Anemia Workup: Essential Labs Beyond Iron Studies
When evaluating anemia, after confirming iron deficiency is not the cause (or in addition to iron studies), you must obtain a complete blood count with red cell indices, reticulocyte count, and peripheral blood smear as the foundation, then add vitamin B12, folate, renal function tests (creatinine/GFR), and inflammatory markers (CRP) based on the clinical context. 1
Core Laboratory Panel (Minimum Requirements)

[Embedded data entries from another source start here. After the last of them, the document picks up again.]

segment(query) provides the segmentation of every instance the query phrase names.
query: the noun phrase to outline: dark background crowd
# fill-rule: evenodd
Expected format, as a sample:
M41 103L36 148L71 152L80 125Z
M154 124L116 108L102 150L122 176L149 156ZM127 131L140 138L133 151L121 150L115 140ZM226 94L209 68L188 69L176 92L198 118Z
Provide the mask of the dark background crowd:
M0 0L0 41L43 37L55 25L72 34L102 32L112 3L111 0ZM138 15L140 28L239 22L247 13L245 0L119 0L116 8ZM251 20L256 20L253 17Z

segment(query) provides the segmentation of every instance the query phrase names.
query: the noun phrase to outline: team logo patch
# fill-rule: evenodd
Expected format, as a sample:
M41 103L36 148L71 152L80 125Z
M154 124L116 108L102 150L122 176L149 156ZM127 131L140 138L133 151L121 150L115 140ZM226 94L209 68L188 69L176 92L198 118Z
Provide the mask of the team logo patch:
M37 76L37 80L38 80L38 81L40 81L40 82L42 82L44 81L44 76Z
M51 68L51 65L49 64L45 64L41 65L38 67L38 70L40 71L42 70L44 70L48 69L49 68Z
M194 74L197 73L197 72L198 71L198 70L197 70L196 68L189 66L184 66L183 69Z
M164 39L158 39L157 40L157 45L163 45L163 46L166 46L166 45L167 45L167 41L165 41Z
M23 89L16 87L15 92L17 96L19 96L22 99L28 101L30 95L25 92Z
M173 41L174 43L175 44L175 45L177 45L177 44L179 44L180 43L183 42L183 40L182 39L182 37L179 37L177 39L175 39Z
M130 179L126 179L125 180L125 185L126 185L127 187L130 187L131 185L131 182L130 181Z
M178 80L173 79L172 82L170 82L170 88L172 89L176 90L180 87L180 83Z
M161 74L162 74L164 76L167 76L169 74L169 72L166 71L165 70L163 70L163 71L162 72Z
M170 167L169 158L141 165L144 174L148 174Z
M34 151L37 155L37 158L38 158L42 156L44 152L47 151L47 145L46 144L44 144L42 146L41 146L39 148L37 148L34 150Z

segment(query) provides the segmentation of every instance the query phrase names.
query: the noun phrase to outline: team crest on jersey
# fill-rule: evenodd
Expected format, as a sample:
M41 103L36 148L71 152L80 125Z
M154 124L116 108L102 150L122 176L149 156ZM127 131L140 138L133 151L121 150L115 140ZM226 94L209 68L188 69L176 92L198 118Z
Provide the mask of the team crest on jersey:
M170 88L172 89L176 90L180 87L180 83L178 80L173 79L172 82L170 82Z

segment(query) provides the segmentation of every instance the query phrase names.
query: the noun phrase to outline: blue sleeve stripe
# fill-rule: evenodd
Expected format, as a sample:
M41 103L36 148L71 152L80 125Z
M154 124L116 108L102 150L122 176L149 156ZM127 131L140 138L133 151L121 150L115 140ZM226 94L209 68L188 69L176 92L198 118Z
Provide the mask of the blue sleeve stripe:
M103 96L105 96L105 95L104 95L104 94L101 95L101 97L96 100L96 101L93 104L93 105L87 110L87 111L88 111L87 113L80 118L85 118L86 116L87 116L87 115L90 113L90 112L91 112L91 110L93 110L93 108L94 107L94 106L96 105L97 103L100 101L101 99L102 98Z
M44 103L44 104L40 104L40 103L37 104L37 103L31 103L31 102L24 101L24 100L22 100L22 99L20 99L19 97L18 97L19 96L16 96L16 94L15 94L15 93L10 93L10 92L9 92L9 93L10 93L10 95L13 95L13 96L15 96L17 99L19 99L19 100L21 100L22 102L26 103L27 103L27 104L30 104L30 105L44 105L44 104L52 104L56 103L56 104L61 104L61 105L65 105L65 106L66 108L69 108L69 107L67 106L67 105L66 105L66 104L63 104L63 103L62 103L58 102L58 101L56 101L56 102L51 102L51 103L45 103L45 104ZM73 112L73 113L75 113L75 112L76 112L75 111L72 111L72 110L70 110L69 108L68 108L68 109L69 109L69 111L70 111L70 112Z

Complete Blood Count with Indices
- Red cell distribution width (RDW): Elevated RDW (>14%) suggests iron deficiency or mixed nutritional deficiencies 1, 2
- Mean corpuscular volume (MCV): Categorizes anemia as microcytic (<80 fL), normocytic (80-100 fL), or macrocytic (>100 fL) to narrow differential diagnosis 1
- Mean corpuscular hemoglobin (MCH): More reliable than MCV for detecting iron deficiency as it's less affected by storage conditions and counting machines 1
Reticulocyte Count
- Corrected reticulocyte index (RI): Distinguishes between production defects (low RI <1.0) versus destruction/loss (high RI >2.0) 1
- Low reticulocyte count with adequate iron, folate, and B12 suggests erythropoietin deficiency or bone marrow suppression 1
- High reticulocyte count indicates hemolysis or acute blood loss requiring different workup 1
Peripheral Blood Smear
- Provides morphologic clues that laboratory indices may miss 3
- Identifies hypochromic cells, target cells, schistocytes, spherocytes, or other abnormalities guiding diagnosis 1
Nutritional Deficiency Assessment
Vitamin B12 and Folate
- Measure when MCV >100 fL (macrocytic anemia) 1
- Also check in patients with extensive small bowel resection, ileal Crohn's disease, or ileal-anal pouch at least annually 1
- Low levels confirm megaloblastic anemia requiring specific replacement therapy 1
Important Caveat
Macrocytosis can also result from thiopurine medications (azathioprine, 6-mercaptopurine), alcohol abuse, hypothyroidism, or reticulocytosis—not just vitamin deficiency 1
Renal Function Assessment
Creatinine and GFR
- Essential when anemia is normocytic with low reticulocyte count 1
- GFR <30 mL/min/1.73 m² strongly suggests erythropoietin deficiency as primary cause 1
- Anemia can develop with serum creatinine as low as 2.0 mg/dL, particularly in patients with reduced muscle mass 1
Inflammatory Markers
C-Reactive Protein (CRP)
- Mandatory in all anemia workups to identify anemia of chronic disease/inflammation 1
- Elevated CRP indicates inflammatory state where ferritin interpretation requires higher thresholds (>100 μg/L for iron deficiency diagnosis) 1, 2
- Helps distinguish between true iron deficiency and functional iron deficiency from inflammation 1
Additional Tests for Specific Clinical Scenarios
When Hemolysis is Suspected (High Reticulocyte Count)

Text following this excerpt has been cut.